A Multi-Dimensional Big Data Storing System for Generated COVID-19 Large-Scale Data using Apache Spark

The ongoing outbreak of coronavirus disease (COVID-19) had burst out in Wuhan China, specifically in December 2019. COVID-19 has caused by a new virus that had not been identified in human previously. This was followed by a widespread and rapid spread of this epidemic throughout the world. Daily, the number of the confirmed cases are increasing rapidly, number of the suspect increases, based on the symptoms that accompany this disease, and unfortunately number of the deaths also increase. Therefore, with these increases in number of cases around the world, it becomes hard to manage all these cases information with different situations; if the patient either injured or suspect with which symptoms that appeared on the patient. Therefore, there is a critical need to construct a multi-dimensional system to store and analyze the generated large-scale data. In this paper, a Comprehensive Storing System for COVID-19 data using Apache Spark (CSS-COVID) is proposed, to handle and manage the problem caused by increasing the number of COVID-19 daily. CSS-COVID helps in decreasing the processing time for querying and storing COVID-19 daily data. CSS-COVID consists of three stages, namely, inserting and indexing, storing, and querying stage. In the inserting stage, data is divided into subsets and then index each subset separately. The storing stage uses set of storing-nodes to store data, while querying stage is responsible for handling the querying processes. Using Apache Spark in CSS-COVID leverages the performance of dealing with large-scale data of the coronavirus disease injured whom increase daily. A set of experiments are applied, using real COVID-19 Datasets, to prove the efficiency of CSS-COVID in indexing large-scale data.

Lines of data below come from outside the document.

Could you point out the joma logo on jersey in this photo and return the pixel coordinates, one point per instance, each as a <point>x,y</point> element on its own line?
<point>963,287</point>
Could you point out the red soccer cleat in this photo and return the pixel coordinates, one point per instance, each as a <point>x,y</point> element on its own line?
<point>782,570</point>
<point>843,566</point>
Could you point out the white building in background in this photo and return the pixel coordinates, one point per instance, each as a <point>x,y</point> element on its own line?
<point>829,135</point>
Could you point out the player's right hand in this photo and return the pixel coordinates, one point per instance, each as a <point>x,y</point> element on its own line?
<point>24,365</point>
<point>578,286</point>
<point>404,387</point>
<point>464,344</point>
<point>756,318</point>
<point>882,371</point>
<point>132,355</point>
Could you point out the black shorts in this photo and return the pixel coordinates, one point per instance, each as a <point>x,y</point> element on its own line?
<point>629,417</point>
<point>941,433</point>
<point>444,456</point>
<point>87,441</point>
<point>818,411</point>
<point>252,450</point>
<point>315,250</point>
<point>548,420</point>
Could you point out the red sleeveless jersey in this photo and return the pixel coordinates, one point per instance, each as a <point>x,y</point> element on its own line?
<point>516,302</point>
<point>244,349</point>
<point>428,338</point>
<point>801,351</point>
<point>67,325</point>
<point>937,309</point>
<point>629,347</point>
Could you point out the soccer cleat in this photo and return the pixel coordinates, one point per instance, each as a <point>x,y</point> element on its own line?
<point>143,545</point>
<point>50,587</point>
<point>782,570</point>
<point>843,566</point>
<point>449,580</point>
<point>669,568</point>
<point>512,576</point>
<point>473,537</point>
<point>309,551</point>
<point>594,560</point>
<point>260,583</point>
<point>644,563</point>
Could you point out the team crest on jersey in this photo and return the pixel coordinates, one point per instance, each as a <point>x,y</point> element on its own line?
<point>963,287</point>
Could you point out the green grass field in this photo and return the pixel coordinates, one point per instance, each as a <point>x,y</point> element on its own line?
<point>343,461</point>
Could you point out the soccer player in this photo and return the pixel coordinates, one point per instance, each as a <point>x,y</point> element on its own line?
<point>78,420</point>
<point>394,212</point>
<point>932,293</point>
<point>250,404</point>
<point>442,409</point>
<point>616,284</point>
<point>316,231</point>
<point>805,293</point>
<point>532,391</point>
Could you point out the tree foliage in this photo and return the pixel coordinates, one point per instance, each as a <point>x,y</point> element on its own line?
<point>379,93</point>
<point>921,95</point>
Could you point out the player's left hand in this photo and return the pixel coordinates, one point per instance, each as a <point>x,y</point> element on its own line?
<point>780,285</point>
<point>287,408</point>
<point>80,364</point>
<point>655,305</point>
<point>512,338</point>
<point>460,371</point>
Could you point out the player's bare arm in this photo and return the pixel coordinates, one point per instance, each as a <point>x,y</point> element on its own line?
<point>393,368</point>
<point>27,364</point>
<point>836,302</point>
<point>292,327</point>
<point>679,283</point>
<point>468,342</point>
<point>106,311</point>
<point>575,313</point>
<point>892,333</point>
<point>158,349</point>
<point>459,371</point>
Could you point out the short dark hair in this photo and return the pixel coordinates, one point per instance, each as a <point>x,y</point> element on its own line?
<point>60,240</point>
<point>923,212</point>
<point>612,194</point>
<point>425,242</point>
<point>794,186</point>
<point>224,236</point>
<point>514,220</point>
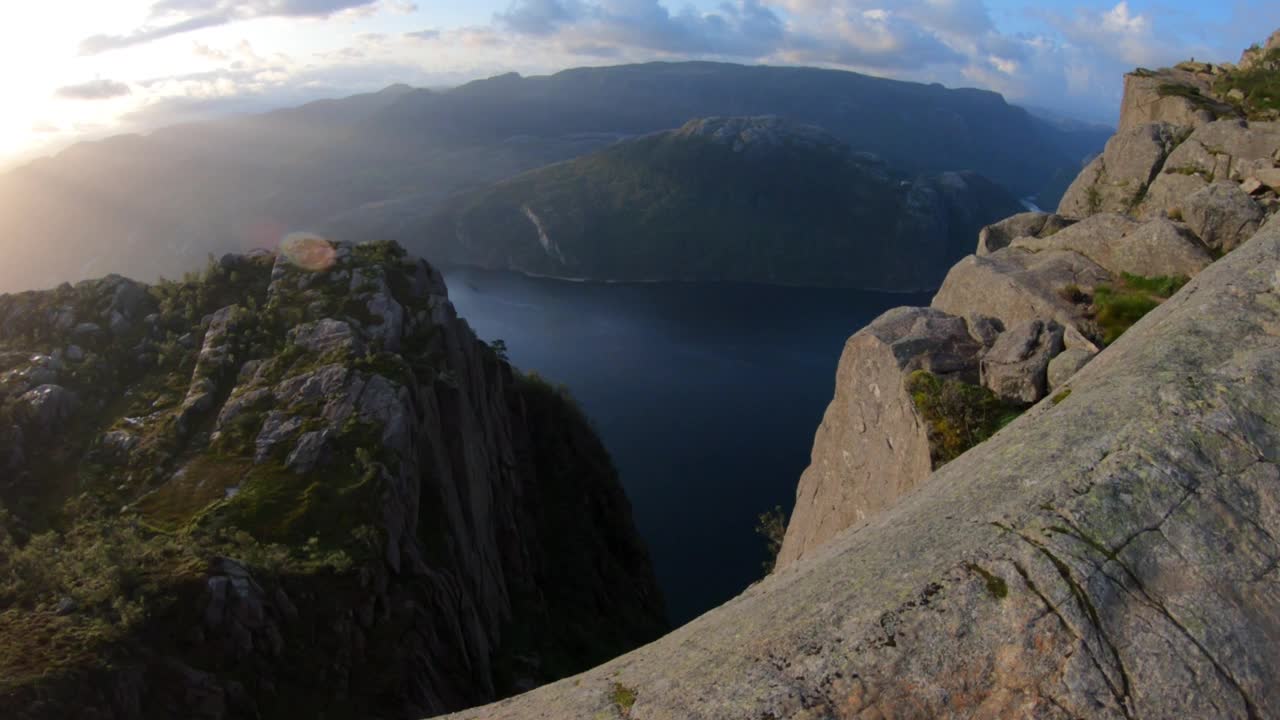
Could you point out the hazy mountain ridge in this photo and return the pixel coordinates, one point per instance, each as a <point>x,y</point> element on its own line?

[1]  D. Heymann,et al.  COVID-19: what is next for public health? , 2020, The Lancet.

[2]  Y. Liao,et al.  COVID-19: Challenges to GIS with Big Data , 2020, Geography and Sustainability.

[3]  R. Brook,et al.  Response to COVID-19 in Taiwan: Big Data Analytics, New Technology, and Proactive Testing. , 2020, JAMA.

[4]  Christos Faloutsos,et al.  The R+-Tree: A Dynamic Index for Multi-Dimensional Objects , 1987, VLDB.

[5]  P. Horby,et al.  A novel coronavirus outbreak of global health concern , 2020, The Lancet.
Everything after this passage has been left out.